貴重品は金庫に保管したりカメラを設置したりして、トラブルが発生しにくい環境を作ることは大切です。とくにカメラは盗難の抑止力になるだけでなく、万が一トラブルが発生した場合の証拠になる可能性もあります。ただしカメラを設置する際は、事前に業者とスタッフに撮影する旨を伝えておきましょう。
また、郵便物をはじめとする個人情報が記載された物の保管方法にも注意するとよいです。場合によっては「入ってはいけない部屋」として一室を指定し、貴重品や個人情報が記載された物をまとめて保管しておく方法もあります。

家事代行の作業前の状態を写真などに記録する

トラブルの発生を未然に防ぐことはできませんが、作業前の状態を写真などに記録しておく行為が、トラブル発生時の備えとなる場合もあります。以下は、作業前の状態を記録することで得られるメリットです。

・作業によって発生した破損や汚損であるかの確認ができる
・紛失や盗難に気付きやすくなる
・スタッフの作業内容やクオリティが確認できる
・トラブルが発生した際の証拠になる

部屋全体の記録がむずかしい場合は、作業を依頼する箇所のみを写真や動画に撮るのもよいといえます。トラブルの深刻化を防ぐためにも、作業前の状態を記録しておきましょう。

依頼内容を具体的に伝える

依頼内容を具体的に伝えることで、利用者とスタッフ間で発生しやすい認識の違いによるトラブルを防止する効果が期待できます。依頼内容を伝える際は、依頼内容を紙に書いて渡すとよいです。メモによってスタッフが依頼内容を正しく把握できるだけでなく、利用者が依頼内容を伝え忘れることも防止できます。
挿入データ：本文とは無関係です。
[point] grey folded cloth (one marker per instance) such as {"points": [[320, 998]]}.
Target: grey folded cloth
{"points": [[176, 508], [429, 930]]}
以下は、伝えておくとよいポイントです。

・依頼したい内容
・依頼内容の詳細や求めるクオリティ
・作業で注意してほしいこと
・服の洗濯方法など、こだわりのある内容
・ペットがいる場合は、ペットへの対応や注意事項
・入られたくない場所や触れられたくない場所

また、依頼内容を伝える際は、依頼内容を時間内に終えられるか、疑問点がないかどうかをスタッフに確認することが大切です。あわせて追加料金が発生しないかどうかを確認できれば、料金面でも安心できるといえます。

スタッフの雇用形態を確認する

家事代行業者の雇用形態は主に2通りあります。ひとつは業者とスタッフが直接的な雇用関係を結ぶケースです。利用者とスタッフの間にトラブルが発生した際は業者がトラブル解決に努めてくれたり、作業の品質を一定に保つ教育が実施されていたりします。
ふたつは業者が仲介役となり、フリーランスをはじめとする個人事業主を利用者に紹介するケースです。利用者は個人と契約することになるため、トラブルが発生した場合は利用者が個人事業主と直接交渉する必要があります。なかには損害賠償保険に未加入の個人事業主がいることからも、個人契約には慎重な検討が必要です。
従って、家事代行に関するリスクを低減させたい場合は、できる限り家事代行業者と契約することをおすすめします。

家事代行トラブルを防ぐには事前準備が大切

人が作業をする以上、破損などのトラブルが発生する可能性はゼロではありません。トラブルを防ぐためには、契約内容や料金について確認したり事前準備をはじめとする対策を講じたりすることが大切です。
また、スタッフとのコミュニケーションを円滑に行うことは、トラブルを防止するだけでなく家事代行サービスの満足度を高める効果も期待できます。疑問点を解決したり要望をわかりやすく伝えたりして、便利な家事代行を安全に利用しましょう。